OBON is a Japanese Budhist custom, honoring the spirits of loved one's who have past. It is celebrated in Japan during the summer months of July or August (depending on which prefecture) and usually lasts 3 days.
It is believed at this time, the spirits of ancestor's will return to homes lit with a welcoming light, and will leave again on the third day. Families gather, homes are cleaned, and alters are adorned with delicious snacks, fruit, and flowers.
Obon takes place in the hottest months of Summer, and the traditional kimono is created in a light cotton textile, called a yukata.
The waist is wrapped in a stiff, sash type belt called a obi, and the back is tide into a beautiful bow.
Shoes are a sandal type clog, called geta, and the bag is a traditional basket based, drawstring, called kinchaku.
The hair is adorned with beautiful handmade hair accessories called, kanzashi.
Kanzashi are usually floral in design, and often worn corresponding to the appropriate season.

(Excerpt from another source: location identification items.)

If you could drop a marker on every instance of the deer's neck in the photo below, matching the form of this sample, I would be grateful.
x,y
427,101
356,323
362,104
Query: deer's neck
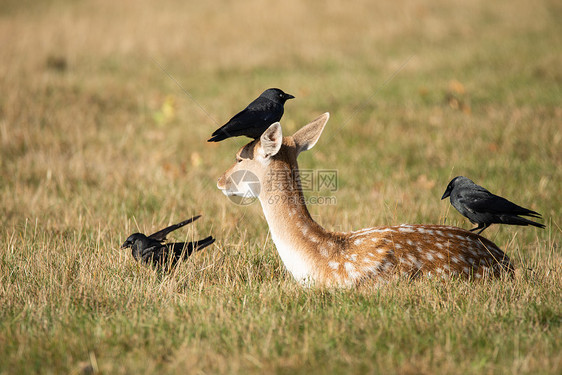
x,y
298,238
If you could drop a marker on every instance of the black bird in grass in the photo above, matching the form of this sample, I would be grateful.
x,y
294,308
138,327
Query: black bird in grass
x,y
153,250
484,208
253,120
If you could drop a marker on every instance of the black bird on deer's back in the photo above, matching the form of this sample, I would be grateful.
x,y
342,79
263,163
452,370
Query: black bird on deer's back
x,y
253,120
152,249
484,208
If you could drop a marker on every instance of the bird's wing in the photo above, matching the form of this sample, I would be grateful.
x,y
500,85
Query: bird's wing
x,y
260,111
161,234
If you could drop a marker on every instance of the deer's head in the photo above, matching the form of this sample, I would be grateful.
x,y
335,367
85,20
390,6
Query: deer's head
x,y
271,153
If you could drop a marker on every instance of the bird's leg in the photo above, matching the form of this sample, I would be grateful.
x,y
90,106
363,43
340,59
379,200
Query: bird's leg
x,y
478,227
482,230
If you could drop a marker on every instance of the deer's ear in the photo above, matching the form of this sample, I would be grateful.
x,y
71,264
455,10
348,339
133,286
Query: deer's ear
x,y
306,137
270,141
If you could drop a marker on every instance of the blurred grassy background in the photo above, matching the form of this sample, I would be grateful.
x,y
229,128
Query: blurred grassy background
x,y
98,142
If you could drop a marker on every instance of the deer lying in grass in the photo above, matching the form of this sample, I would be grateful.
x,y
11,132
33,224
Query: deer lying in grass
x,y
316,256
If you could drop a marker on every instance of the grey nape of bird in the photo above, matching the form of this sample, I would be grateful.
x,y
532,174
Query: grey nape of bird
x,y
253,120
152,249
484,208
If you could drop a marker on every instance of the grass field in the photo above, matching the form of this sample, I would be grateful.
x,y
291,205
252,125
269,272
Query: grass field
x,y
97,142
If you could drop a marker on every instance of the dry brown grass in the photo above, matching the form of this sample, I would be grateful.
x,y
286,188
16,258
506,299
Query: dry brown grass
x,y
91,152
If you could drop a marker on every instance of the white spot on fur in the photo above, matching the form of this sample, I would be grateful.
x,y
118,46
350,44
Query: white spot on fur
x,y
333,265
406,229
349,267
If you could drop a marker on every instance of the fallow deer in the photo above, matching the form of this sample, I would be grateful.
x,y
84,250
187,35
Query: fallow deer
x,y
316,256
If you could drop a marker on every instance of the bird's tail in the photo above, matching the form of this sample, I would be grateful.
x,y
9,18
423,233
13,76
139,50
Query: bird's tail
x,y
217,137
184,249
201,244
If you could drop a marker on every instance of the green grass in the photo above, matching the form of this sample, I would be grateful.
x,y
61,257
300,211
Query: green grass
x,y
88,156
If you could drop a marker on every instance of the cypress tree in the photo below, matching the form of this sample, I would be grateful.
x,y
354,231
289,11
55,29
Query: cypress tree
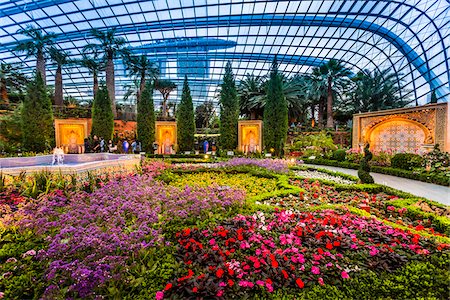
x,y
275,113
185,120
229,111
102,115
37,117
146,119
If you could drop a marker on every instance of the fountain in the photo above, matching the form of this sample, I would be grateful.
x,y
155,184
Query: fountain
x,y
58,156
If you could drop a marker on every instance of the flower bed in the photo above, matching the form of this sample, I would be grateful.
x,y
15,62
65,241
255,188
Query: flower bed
x,y
167,231
251,184
264,252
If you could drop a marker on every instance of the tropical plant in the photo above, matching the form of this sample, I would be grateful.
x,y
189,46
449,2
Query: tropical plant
x,y
185,119
102,115
141,67
376,90
165,87
250,91
37,45
61,58
336,77
275,113
112,47
94,65
203,114
146,118
229,110
37,117
11,79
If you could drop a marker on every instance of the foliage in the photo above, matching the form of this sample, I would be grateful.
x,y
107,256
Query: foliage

When I wear a yukata, it is a reminder in the power of clothing on one's composure, thoughts, and demeanor. The clothes demand certain character traits to emerge. For example, walking in a yukata requires you to shorten your steps, and angle your feet inwards. If you do not walk this way, the yukata will open, and unravel. The obi belt is restricting on the abdomen and puts a pressure around the waist that finds me less open in my movement. In general, I find myself behaving much more demure, and introverted. However, in the restriction creates a great deal of mystery mixed with beauty that finds me intrigued by the power of the things we wear.